Rate lock volume rose 5% from January to February due to a notable 8.3% increase in purchase activity, data from Optimal Blue’s Originations Market Monitor report showed.

The rise in purchase activity outpaced the decrease in refinancing activity, which fell by 22.5% for rate-and-term refis and by 3.1% for cash-out loans. 

Overall, 86% of originations in February consisted of purchase mortgages, with refis accounting for 14%. 

Purchase lock counts, which control for changing home prices, rose 7% from January.

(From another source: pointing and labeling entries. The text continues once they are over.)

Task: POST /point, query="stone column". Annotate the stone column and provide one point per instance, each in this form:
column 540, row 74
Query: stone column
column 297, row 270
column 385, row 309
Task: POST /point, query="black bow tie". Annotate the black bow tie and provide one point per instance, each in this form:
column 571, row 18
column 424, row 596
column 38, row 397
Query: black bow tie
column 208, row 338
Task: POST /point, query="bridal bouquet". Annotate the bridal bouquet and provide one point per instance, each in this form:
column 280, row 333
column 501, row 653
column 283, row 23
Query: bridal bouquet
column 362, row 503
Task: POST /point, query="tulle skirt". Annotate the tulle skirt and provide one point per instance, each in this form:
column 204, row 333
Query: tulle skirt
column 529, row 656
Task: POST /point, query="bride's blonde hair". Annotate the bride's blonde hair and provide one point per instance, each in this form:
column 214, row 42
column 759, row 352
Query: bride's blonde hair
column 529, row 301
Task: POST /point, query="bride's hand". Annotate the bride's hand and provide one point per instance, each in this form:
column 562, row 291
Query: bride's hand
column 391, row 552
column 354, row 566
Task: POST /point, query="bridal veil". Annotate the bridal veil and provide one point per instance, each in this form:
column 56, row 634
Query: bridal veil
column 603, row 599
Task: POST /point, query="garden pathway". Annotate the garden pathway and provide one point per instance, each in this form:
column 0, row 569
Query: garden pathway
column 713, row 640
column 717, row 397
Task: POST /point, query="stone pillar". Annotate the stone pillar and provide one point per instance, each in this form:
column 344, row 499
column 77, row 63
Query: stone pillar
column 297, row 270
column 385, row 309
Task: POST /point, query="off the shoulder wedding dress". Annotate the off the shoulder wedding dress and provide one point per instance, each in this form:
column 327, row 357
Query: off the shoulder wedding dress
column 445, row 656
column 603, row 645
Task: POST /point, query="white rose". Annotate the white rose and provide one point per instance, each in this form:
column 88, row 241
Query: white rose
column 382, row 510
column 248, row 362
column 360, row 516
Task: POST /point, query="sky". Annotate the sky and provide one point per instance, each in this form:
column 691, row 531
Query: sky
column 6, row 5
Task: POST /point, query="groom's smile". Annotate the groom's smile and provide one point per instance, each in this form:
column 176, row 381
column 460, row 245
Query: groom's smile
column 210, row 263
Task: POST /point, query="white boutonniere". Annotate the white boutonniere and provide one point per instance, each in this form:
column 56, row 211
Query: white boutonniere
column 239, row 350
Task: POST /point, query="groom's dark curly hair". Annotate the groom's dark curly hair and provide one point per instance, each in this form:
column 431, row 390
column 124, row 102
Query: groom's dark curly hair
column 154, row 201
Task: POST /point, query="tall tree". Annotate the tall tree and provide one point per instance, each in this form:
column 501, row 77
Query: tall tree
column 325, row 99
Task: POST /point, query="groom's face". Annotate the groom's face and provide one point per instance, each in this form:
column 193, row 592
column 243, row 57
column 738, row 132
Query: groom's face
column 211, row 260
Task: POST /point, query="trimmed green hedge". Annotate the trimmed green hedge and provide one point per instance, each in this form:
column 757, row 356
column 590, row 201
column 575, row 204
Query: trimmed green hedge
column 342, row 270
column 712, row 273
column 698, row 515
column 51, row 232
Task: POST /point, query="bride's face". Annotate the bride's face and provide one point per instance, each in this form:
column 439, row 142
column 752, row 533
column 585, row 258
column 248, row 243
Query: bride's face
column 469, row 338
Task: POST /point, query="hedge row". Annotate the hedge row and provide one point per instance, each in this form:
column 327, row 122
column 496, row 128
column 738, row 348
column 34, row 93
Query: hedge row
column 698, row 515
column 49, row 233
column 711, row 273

It’s significant growth compared to the 2% increase in February 2023 during a similar uptick in interest rates, Optimal Blue reported.

On a year-over-year basis, purchase lock activity declined by 7%, marking the smallest such decrease since the Federal Reserve began hiking interest rates in March 2022.

“As the spring buying season commenced, we saw a resurgence in purchase locks, despite the rise in interest rates,” said Brennan O’Connell, director of data solutions at Optimal Blue. “Although lock counts were down on a year-over-year basis, the rate of decline is decelerating and suggests we may be nearing a floor for purchase lending in the current rate environment.”

The benchmark Optimal Blue Mortgage Market Indices (OBMMI) ended three consecutive months of rate declines — the result of strong economic readings, which significantly lowered market expectations of a near-term rate cut. 

The OBMMI 30-year conforming rate index increased by 36 basis points (bps) to 6.89%. The index for Federal Housing Administration (FHA) loans rose 28 bps to 6.66%, while the U.S. Department of Veterans Affairs (VA) index rose 41 bps to 6.50% and the jumbo index rose 37 bps to 7.35%.

Nonconforming loan products, including jumbo and non-QM loans, claimed an additional 183 bps of market share, ending the month with 11% of the total volume. Meanwhile, conforming loans maintained a steady share of 57%, with slight decreases in the FHA and VA loan shares.

The rate increase nudged up the share of adjustable-rate mortgages (ARMs), although they still account for only 6% of total production volume. The current economic scenario, particularly the inverted yield curve, is likely to constrain further growth in demand for ARMs, Optimal Blue projected.

Month over month, the average loan amount increased from $355,600 to $359,300, while the average home purchase price climbed from $444,900 to $454,100.